Prior to a September change to the government’s telecommunications in new developments (TIND) policy, NBN Co needed to seek ministerial approvals before it could overbuild someone else’s network in a new development.
The approvals are no longer required and NBN Co has greater autonomy to make overbuild decisions itself.
The ACCC noted that the change “raises the prospect of greater competition in broadband services networks within local geographic areas in the future, within the bounds of NBN Co adhering to competition law and competitive neutrality requirements.”
However, the ACCC was unsure to what extent NBN Co would bother, and believed it was unlikely in any event that much action would occur in the immediate future.

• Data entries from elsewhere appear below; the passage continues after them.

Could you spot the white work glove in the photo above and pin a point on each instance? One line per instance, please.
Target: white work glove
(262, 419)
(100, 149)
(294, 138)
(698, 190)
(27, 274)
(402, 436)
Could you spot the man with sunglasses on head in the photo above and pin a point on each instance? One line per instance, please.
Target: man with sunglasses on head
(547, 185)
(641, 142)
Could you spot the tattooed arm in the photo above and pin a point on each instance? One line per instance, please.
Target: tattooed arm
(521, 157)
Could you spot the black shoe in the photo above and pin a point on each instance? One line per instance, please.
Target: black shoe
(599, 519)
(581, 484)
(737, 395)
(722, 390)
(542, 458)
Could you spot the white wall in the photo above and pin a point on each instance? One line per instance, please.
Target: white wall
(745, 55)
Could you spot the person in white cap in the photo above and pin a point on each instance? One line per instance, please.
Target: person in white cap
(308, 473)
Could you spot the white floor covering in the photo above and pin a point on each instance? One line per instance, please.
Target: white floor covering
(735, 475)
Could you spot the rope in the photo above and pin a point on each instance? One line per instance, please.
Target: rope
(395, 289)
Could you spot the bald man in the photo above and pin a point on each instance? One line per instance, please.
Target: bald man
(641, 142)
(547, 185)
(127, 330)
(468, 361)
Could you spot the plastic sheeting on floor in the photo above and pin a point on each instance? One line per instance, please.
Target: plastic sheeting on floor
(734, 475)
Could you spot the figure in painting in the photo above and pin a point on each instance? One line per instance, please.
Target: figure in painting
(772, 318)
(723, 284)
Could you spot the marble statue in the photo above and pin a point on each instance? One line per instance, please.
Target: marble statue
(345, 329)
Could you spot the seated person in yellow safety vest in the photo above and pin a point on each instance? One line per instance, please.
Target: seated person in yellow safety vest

“The ACCC is unable to currently form a view on the extent to which this policy change will result in NBN Co overbuilding non-NBN networks,” the commission said.
“In residential areas in particular, there is generally not enough customer demand to maintain two rival networks.
“The ACCC considers that in the short to medium term, the threat of entry by NBN Co to incumbent network operators is likely to be low.”
The commission was generally of the view that it made sense for the NBN to be the single fixed-line network operator for the majority of Australia, and that allowing more infrastructure-based competition to the NBN was unlikely to produce results.
“Economic and technical barriers to entry generally prevent multiple network providers from operating in the same service area and competing at a wholesale level,” the commission said.